Truth and Reconciliation: When Powerful Actors Apologize

South Korea has issued an official apology for what it acknowledges as a shameful legacy of its modern history. Speaking on behalf of the government, a Truth and Reconciliation Commission admitted to “sending away like luggage” tens of thousands of children, who were paid for by overseas adopters. Supporting its report is a photograph showing rows of infants and young children strapped into airplane seats.

Created by the Framework Act on Settling Past Affairs (amended 6/9/2020), the South Korean Truth and Reconciliation Commission was established by the government as an independent body to investigate and uncover the truth about human rights abuses committed in the postwar period. In March, the Commission reported that it had reached conclusions about a subset of these human rights abuses; namely, intercountry adoptions.

Reportedly, the heads of four private adoption agencies were given legal guardian power over babies, some of whom had known parents. The infants were sent abroad, without consent, creating a highly profitable industry. In one case, for example, a mother passed out during labor and delivery. When she awoke, she was told that her baby had died. Sun-young Park, chair of the commission, points to legal and policy “shortcomings” within South Korea’s destitute postwar situation, with upwards of 200,000 children sent abroad since 1953.

Several receiving countries, including Norway and Denmark, have now embarked on their own investigations into international adoptions.

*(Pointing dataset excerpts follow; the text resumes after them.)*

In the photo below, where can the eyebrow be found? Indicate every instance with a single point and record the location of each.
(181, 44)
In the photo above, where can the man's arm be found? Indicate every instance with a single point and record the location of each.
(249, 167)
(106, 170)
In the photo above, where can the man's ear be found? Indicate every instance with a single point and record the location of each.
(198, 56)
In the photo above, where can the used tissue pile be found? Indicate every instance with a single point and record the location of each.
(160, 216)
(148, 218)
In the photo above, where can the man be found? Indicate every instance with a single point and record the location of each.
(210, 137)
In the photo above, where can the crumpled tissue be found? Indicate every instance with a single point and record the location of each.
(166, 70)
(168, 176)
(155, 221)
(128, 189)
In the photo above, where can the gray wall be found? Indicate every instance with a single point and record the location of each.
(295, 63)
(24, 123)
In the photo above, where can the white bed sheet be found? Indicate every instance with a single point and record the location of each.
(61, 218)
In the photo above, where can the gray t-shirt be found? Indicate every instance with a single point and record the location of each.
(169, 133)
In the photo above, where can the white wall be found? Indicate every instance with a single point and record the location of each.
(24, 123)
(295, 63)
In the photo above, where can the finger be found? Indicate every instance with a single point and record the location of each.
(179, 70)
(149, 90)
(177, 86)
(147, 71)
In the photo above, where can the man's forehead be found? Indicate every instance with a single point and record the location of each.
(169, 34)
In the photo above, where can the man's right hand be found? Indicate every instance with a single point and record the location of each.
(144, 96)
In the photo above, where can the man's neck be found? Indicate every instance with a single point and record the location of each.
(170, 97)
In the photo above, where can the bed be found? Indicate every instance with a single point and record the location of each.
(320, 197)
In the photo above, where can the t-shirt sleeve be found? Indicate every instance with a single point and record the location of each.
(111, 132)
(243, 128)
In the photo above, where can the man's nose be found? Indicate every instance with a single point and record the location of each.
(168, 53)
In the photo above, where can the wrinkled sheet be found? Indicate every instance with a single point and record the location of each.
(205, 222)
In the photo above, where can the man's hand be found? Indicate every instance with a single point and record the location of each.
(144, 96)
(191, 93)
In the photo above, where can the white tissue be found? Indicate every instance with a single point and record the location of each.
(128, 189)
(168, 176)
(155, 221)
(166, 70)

Though the United States has received more children from South Korea than any other country, reports indicate that it has chosen not to do so.

As is the case with most reconciliation commissions, the commission here wields investigatory and truth-telling powers. It does not, however, have the power to prosecute wrongdoings. What, then, are the benefits to comprising a body of this nature?

Those who believe in the power of apology believe that a powerful actor – be it corporate leadership or state government – is stymied by unaddressed and lingering resentment built on past conflict or misdeed. Without an understanding of the causes and consequences of internal breakdown, analysts tell us, policy makers can be doomed to repetition.

As for those harmed, vindication and apology can be powerful steps toward healing. In the case of the South Korean Truth Commission, an adoptee now living in Denmark explains, “The Commission’s decision acknowledges what we adoptees have known for so long – that the deceit, fraud … within the Korean adoption process cannot remain hidden.”